You were obviously a very imaginative girl child with a good sense of humor. With the strict discipline your mom put you through when you were younger it’s amazing you turned out to be as balanced of a person as you seem to be right now. Even though you never found that 4-leaf clover it appears that luck has been on your side all along.
Monday, July 11, 2005 5:06:00 PM
doris said...
Aww Kilroy :-) I think if one has the appearance of being balanced then others think you are until you actually feel it yourself. A bit like walk the talk, I think?!

It is true I have been ever so lucky in so many ways. I could never have guessed back then the wonderful life I have now. There is something to be said for not giving up.
Monday, July 11, 2005 5:14:00 PM
arrazello said...
I think you and I have something in common. I too was always late and my attendance was unbelievably bad (the truant officer was always around our house). Similar reasons kept me away from school - I was the oldest of nine, lots of home responsibilities. Yep and I left home at 16 but I never ent back!
Wednesday, July 13, 2005 11:24:00 AM
doris said...
Isn't it sad - I bet your parent/s never thought they would lose contact with their eldest. That is not a judgement, just an observation.

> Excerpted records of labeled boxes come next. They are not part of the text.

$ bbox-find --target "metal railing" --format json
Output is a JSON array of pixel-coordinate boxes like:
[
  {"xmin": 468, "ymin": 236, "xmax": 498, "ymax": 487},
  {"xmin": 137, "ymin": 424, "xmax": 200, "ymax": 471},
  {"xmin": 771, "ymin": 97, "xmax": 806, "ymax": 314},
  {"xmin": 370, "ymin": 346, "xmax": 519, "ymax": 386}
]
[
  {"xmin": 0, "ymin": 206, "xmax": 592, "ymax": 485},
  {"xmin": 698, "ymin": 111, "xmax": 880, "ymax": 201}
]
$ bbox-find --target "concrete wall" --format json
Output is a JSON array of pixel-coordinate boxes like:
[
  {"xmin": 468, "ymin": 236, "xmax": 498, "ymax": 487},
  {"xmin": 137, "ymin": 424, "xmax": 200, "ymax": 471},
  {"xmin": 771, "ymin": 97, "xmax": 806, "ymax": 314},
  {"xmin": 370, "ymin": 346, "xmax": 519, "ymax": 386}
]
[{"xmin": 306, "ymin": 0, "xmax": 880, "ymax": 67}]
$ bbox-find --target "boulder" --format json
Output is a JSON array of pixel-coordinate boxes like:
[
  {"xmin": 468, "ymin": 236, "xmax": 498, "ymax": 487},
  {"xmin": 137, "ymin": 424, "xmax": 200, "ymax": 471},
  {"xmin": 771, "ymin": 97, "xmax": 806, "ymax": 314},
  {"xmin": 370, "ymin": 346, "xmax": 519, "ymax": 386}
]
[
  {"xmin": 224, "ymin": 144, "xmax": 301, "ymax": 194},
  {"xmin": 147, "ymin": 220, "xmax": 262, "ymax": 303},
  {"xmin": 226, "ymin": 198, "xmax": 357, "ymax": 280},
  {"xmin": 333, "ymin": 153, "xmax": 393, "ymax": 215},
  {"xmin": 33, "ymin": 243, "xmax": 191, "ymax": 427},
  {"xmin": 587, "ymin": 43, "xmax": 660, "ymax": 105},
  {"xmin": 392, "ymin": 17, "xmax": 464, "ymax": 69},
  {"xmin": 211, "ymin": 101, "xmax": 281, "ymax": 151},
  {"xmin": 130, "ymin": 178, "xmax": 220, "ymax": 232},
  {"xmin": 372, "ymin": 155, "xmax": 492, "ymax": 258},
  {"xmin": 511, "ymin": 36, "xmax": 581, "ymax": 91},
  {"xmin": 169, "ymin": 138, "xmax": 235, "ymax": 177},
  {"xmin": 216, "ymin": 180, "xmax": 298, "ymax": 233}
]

But isn't it great to be an adult and away from all that! :-)
Wednesday, July 13, 2005 12:23:00 PM
arrazello said...
I left home because my mum threw me out for washing my clothes too much. She said she couldn't afford the electric! Maybe I should do a little blog on that. Never heard such a petty reason before.
Still....
I never held a grudge for long.
Thursday, July 14, 2005 1:26:00 PM
Anomaly Resource said...
Which Tesla book was it?
I read "Tesla: The Modern Sorcerer", by Daniel Blair Stewart and loved it! I realize that a lot of people say it's for kids, but even most of the critics said they enjoyed it. I want to read Tesla's autobiography, but haven't gotten around to it yet...
By the way, you've said that you and your husband are interested in Velikovsky. Well, I just found a very interesting site run by a group of historians who are preserving Velikovsky's unpublished works. I already printed out "In the Beginning" and I'm almost done with it! It makes "Worlds in Collision" look tame!

http://www.varchive.org/
Friday, August 12, 2005 5:36:00 AM
doris said...
Hi Anomaly!

It is Tesla: Man out of Time Margaret Cheney

I'm still reading it so it hasn't been quite as compelling but I'm still enjoying it otherwise I wouldn't continue.

Your book sounds great! There are a lot of so-called kids books which I think more adults should read. I understand that when computers were becoming more popular that the children's Ladybird book on Computers was the first book of choice for the British Civil Service! It was good - I bought a copy too.

Thanks for the link. I know little about Velikovsky so am always delighted when someone else knows of him.